Finding Wetlands in the Arid West
In early April, at the beginning of the GSS fieldwork season, GSS staff members Andy Robertson, Zachary Ansell, and Josh Balsiger conducted pre-mapping fieldwork for a Bureau of Land Management Project in Southeast Nevada, just outside Las Vegas. The purpose of the trip was to identify conventions for the interpretation of wetland matrices in the study area. GSS staff spent 8 days in Nevada, covering 2,156 miles, and collected data at 111 different pre-selected and ad-hoc checksites.
The arid west has unique hydrology that is characterized by localized precipitation events that play a big role in the hydrogeomorphology of the region. Features that GSS was able to develop wetland mapping conventions for included mineral flats, mountain springs, USFWS refuges, and high mountain drainage divides.

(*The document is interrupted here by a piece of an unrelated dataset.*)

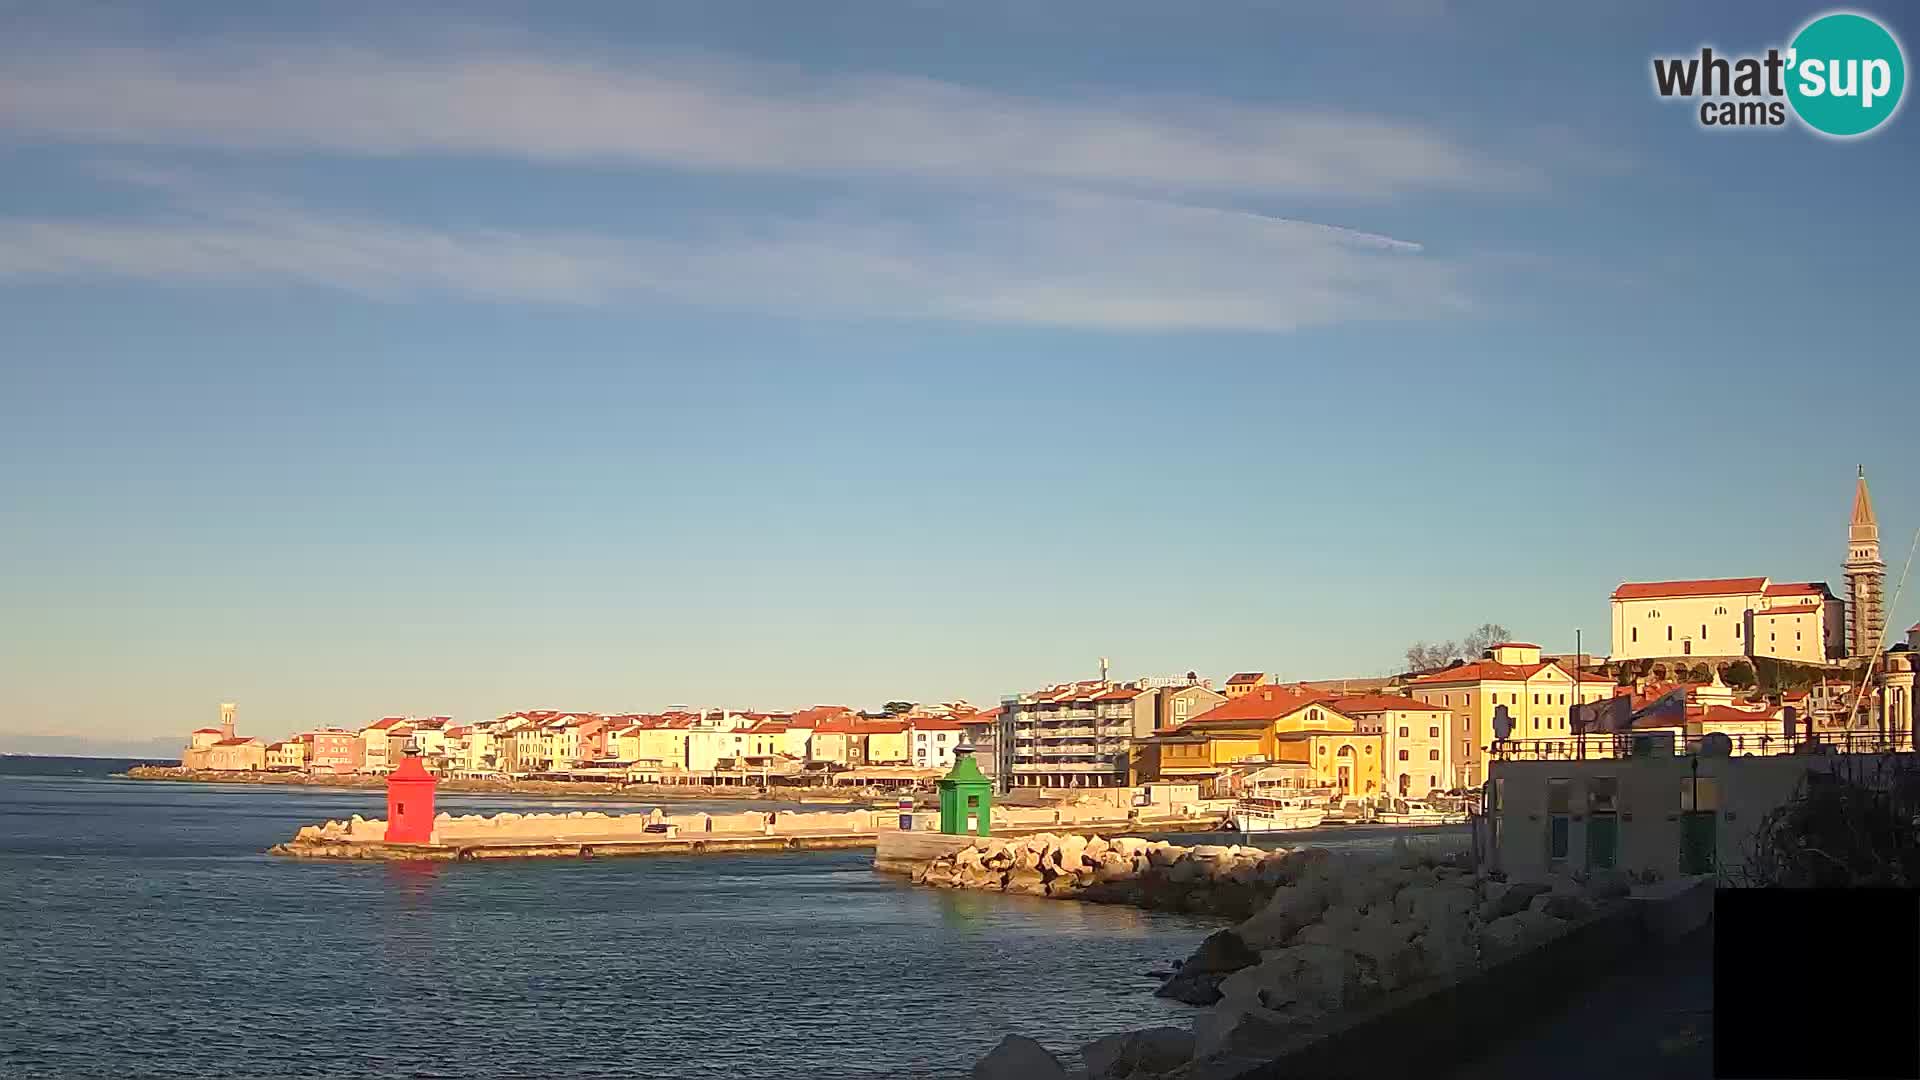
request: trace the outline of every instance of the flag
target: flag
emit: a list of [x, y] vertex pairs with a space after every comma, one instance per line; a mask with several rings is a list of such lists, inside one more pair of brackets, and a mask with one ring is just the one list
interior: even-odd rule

Soil samples provided an important look into the hydric nature of soils at varying check sites and were especially interesting in high altitude depressions where water ponds when ephemeral flow paths upstream experience precipitation events.
The trip brought the team from the basins of prehistoric lakes to groundwater expressing springs gushing out of mountain sides, along with an occasional disappearing stream. It served to distinguish unique image signatures, identify water regimes and helped inform an understanding of the wetlands present in the study area.